I started Lorem Ipsum Books 9 years ago with the belief that bookstores were an important part of our community--and that they needed to innovate in order to survive.
Freshly out of graduate school at MIT the bookstore was started with the notion that integrating Internet-sales into a traditional brick-and-mortar bookstore was the way forward for small retailers. Rather than run from technology, we were going to embrace it to provide a new sales channel. With a group of friends I built this new way forward, creating Lorem Ipsum Books in Inman Square, Cambridge.
Lorem Ipsum benefited from a custom-coded inventory system that automatically listed our inventory for sale at other online partners like Amazon.com. It was fun to use, efficient, and worked. For awhile there, it looked like this dual-listing was the answer to bookstore's problems. Then supply-ballooned, demand remained the same, and prices dropped.

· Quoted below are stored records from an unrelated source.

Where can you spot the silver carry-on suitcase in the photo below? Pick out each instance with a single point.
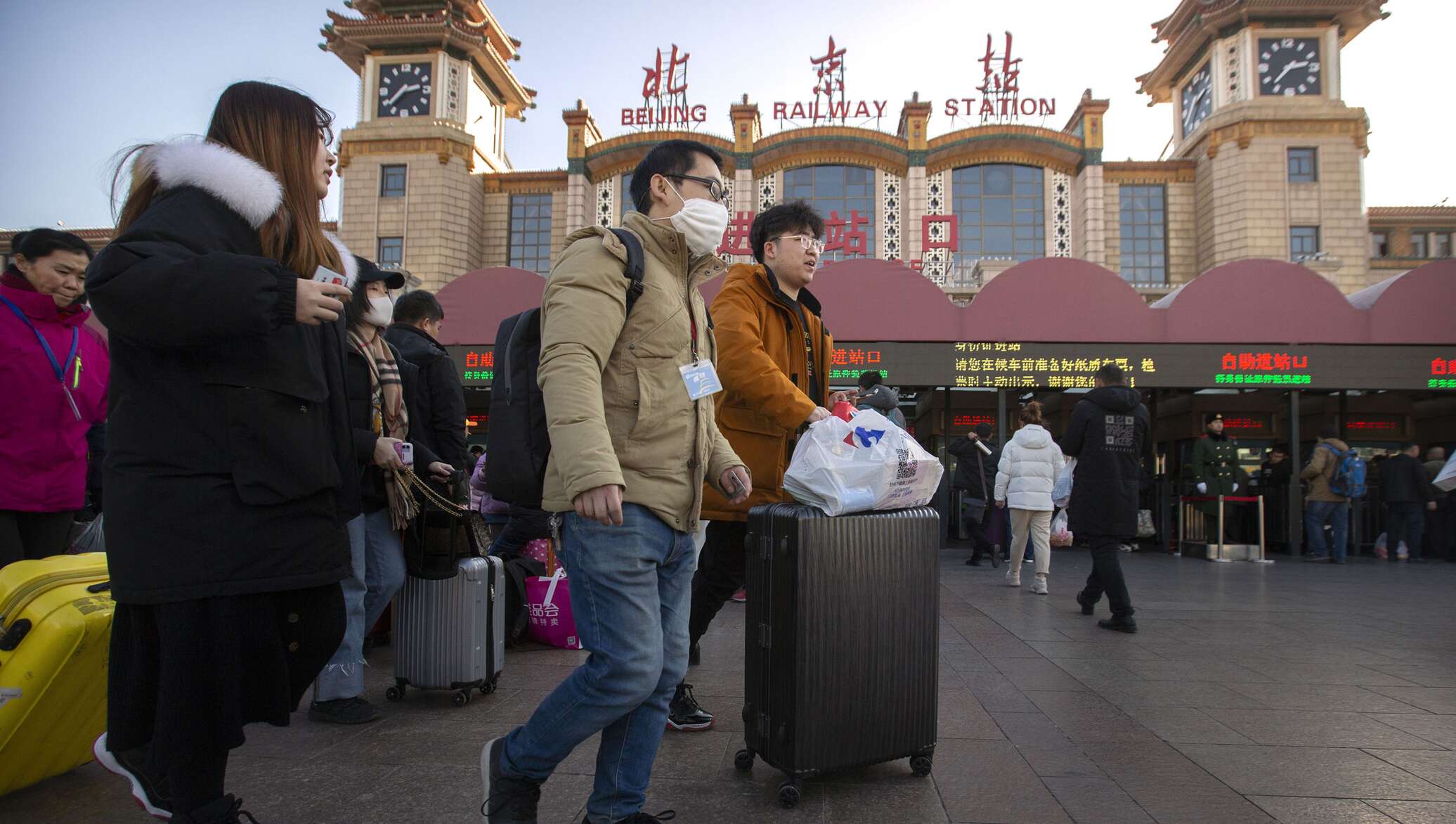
(450, 633)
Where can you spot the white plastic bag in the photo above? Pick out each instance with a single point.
(884, 469)
(1446, 478)
(1060, 536)
(1062, 488)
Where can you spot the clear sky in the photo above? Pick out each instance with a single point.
(89, 77)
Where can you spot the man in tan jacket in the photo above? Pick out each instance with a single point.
(630, 406)
(1322, 506)
(775, 372)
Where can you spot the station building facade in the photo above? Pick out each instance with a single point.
(1266, 162)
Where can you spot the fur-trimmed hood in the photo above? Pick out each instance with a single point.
(245, 187)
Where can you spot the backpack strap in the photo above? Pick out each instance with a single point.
(634, 270)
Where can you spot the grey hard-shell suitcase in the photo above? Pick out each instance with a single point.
(450, 633)
(842, 650)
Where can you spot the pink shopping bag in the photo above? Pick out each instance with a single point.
(550, 602)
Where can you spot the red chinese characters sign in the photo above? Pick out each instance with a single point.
(829, 102)
(664, 94)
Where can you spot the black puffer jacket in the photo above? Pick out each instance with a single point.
(228, 440)
(438, 420)
(968, 472)
(1107, 434)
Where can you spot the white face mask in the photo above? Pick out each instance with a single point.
(380, 311)
(702, 221)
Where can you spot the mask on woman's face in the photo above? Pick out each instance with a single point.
(380, 311)
(702, 221)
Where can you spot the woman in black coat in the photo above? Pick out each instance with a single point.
(230, 470)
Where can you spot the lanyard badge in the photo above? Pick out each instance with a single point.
(58, 367)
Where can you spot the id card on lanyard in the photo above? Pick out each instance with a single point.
(58, 367)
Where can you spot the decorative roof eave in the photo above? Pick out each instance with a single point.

We tried many things, but were unable to get the store from red to black.
They just deleted our Wikipedia page, citing progress as being 'unremarkable'. Clearly something has to be done...
It's time to innovate again.
The bookstore needs fresh ideas, a radical change in thinking, and a reimagining of the role of the bookstore in the future. I don't want to shut the store down, but may be forced to. Instead, I'm looking to pass the store to other keepers--other innovators--hands.
I write to Hacker News to ask if anyone knows anyone in the Cambridge or Boston area that would be interested in this project?
Could you try to capitalize on the fact that you're right in between two enormous populations of PhD students and professors who are eager to both give talks and learn more?
Maybe you could support micro-publishing of books, or collections of interesting papers, for local distribution around Kendall/Harvard. Kind of like academic blogging but on paper.
Or you could host themed nights where a few academics give talks about why Subject X is interesting, and then you tell the audience they can buy/order books on Subject X from you at the end (and please do, it's how you pay for the free talk).
Also, I live right near Inman. You guys have the "Refrigerator Repairs" sign (or something like it) above your store, right? Hard honesty, from someone whose walked by many times and never gone in: the Refrigerator sign made me think you were a) too lazy to put up a sign for your store, or b) trying to be ironically lazy, which I think isn't a positive vibe to send to society. Either way, I transferred these impressions onto my expectations about the product waiting inside for me, and passed by every time. Perhaps that is a silly reason not to enter a book store, but at least it is a data point for you to consider.
EDIT:
Another idea: what if you provided a nice binding service for graduating PhD students. Package up all your papers and thesis together into a nice volume to show the kids one day. I know you can do this online, but you would provide nice Harvard and MIT themed leather book jackets with some stock material about the school or department history, along with a thicker page for the student to put some photos in from that time period. I would pay $100 for this. Maybe $200 if it was really nice. There's no class ring for PhD students, but this would make a similarly nostalgic memento.